I'm reading a fascinating book, Homo Politicus: the strange and barbaric tribes of the Beltway, by Dana Milbank. He approaches an anlysis of the denizens of Washington DC from an anthropoligal viewpoint, considering the politicians, staffers, lobbyists and even reporters who together make up what he calls PotomacLand. Many of them, and much of what he tells, are familiar: lobbyist Abramoff, Tom DeLay, the Clintons, Bush; yet to see it all in one book gives in an immediacy that gets lost over time.

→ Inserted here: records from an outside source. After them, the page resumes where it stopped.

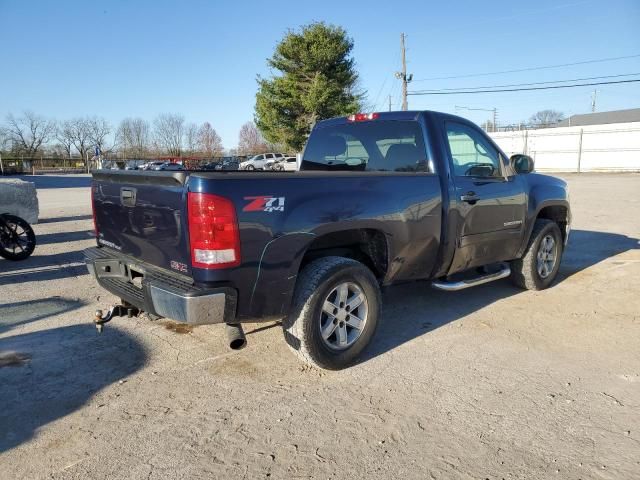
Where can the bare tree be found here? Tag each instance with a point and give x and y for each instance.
(99, 130)
(191, 138)
(546, 118)
(133, 137)
(209, 141)
(76, 132)
(64, 139)
(29, 133)
(168, 132)
(250, 140)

It is a laugh-out-loud funny telling of the foibles, folly, and habits of those who work in our nation's capital. Some of the stories are hilarious, even as I shake my head thinking that such jerks are at the pinnacle of national political power. Some other stories remind me of the outrage I felt at the acts perpetrated by some despicable people. And some are plain funny. Milbank skewers the Washingtonians with that most piercing weapon, the truth. It is little wonder to see Senator Boxer's quote in the back of the book: "Taking trash journalism to new heights." Perhaps the Senator, the gentlelady from California, meant new depths, but politicians do speak their own language.

And if one were to wonder if Milbank is telling it accurately, there is ample proof that he is spot-on.

Quotes that follow are from an article in today's WSJ, "CEO apologizes, but not for Lender" (written by James R. Hagerty and Damian Paletta).

Yesterday at the House of Representatives Committee on Oversight and Government Reform a handful of CEOs testified. Mainly it was a chance to let politicians take potshots at the poster boys of corporate excess, part of the sports curriculum in PotomacLand. "Former Citigroup Inc. Chief Executive Charles Prince and former Merrill Lynch Chief Executive Stan O'Neal also testified at the hearing, but lawmakers aimed most of their attention at Mr. Mozilo." Mozilo is Angelo Mozilo, CEO of Countrywide, the nation's largest mortgage originator, which, as with Chuck's and Stan's former companies, is in the toilet. These three bozos made $30 million (Chuck on leaving Citi), $150 million plus (Stan, on leaving Merrill), and Angi, the only one of the three still employed, "received nearly $250 million of compensation for 1998 through 2007 and collected an additional $406 million from sales of Countrywide stock."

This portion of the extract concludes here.